Prime movers, diesel and gas engines => Lister, Petter, Blackstone diesel engines => Topic started by: playdiesel on August 23, 2020, 05:51:58 PM

Title: More shop work
Post by: playdiesel on August 23, 2020, 05:51:58 PM
After a run of various India engines through the shop an R A Lister CS is always a welcome sight. Thus ex SOM unit will be receiving a mechanical check over and a giod cleaning.
Title: Re: More shop work
Post by: glort on August 24, 2020, 05:32:28 AM

Must be a pretty rare beast to get hold of. Will you be keeping it or onselling it?
Title: Re: More shop work
Post by: Henry W on August 27, 2020, 03:18:14 PM
The casting looks very good. Very nice engine!
Title: Re: More shop work
Post by: playdiesel on August 28, 2020, 05:34:49 AM
Hi Henry, I have never seen a bad casting on a Lister. They were either very good at casting,  or had a high reject rate?  I have another just like it that belongs to me and waiting for me to have time to go through it
Title: Re: More shop work
Post by: Henry W on August 29, 2020, 11:57:40 AM
That's the way it should be. Lister did right.
Title: Re: More shop work
Post by: mobile_bob on August 29, 2020, 05:58:14 PM
i suspect the good old english casters, didn't reuse dirty sand to cast with, unlike what is common in india as seen
in the pit casting out in the alley.

having said that, i have seen at least one early 3/1 lister that was full of voids/porosity and filled with whatever filler was at hand and painted over.

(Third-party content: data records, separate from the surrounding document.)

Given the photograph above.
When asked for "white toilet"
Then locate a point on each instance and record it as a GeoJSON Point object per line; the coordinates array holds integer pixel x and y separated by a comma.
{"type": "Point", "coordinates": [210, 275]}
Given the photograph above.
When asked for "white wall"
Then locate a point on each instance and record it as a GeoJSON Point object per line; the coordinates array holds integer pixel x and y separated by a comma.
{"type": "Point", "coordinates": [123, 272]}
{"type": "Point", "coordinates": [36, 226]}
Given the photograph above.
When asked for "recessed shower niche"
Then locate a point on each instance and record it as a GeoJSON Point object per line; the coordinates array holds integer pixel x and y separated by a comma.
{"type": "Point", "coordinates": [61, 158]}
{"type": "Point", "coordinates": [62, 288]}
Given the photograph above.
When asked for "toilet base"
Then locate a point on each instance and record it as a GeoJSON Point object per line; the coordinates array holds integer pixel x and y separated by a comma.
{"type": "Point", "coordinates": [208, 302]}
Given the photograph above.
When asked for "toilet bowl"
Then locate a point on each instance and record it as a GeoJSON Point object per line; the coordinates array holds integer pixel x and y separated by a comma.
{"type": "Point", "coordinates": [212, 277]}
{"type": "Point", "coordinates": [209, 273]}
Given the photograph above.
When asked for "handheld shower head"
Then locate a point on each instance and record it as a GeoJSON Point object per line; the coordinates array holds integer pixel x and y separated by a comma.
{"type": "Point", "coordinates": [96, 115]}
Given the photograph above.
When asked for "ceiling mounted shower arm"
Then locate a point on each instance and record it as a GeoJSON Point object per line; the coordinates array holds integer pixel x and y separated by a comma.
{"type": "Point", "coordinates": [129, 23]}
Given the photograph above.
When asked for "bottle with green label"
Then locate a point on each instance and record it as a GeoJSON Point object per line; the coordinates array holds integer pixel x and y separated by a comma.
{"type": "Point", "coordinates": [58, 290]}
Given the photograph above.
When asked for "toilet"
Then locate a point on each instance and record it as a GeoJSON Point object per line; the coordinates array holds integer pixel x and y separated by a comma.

which is not to say that is necessary bad?  if a flywheel yes bad, for a common casting that is under low stress maybe not so much an issue.

in this country, the Cincinnati tool makers of the late 19th and through much of the first half of the 20th century had casting voids/inclusion/holes etc.... they filled and painted right over them.

some of the biggest names in machine tools had issues with castings.

then you look at automotive castings, even early ones, and you find some really high quality work, but even they had a few slip through the cracks (no pun intended).

american motors was a case in point, new engines often came out with overbores, under turned cranks etc, because of poor casting processes.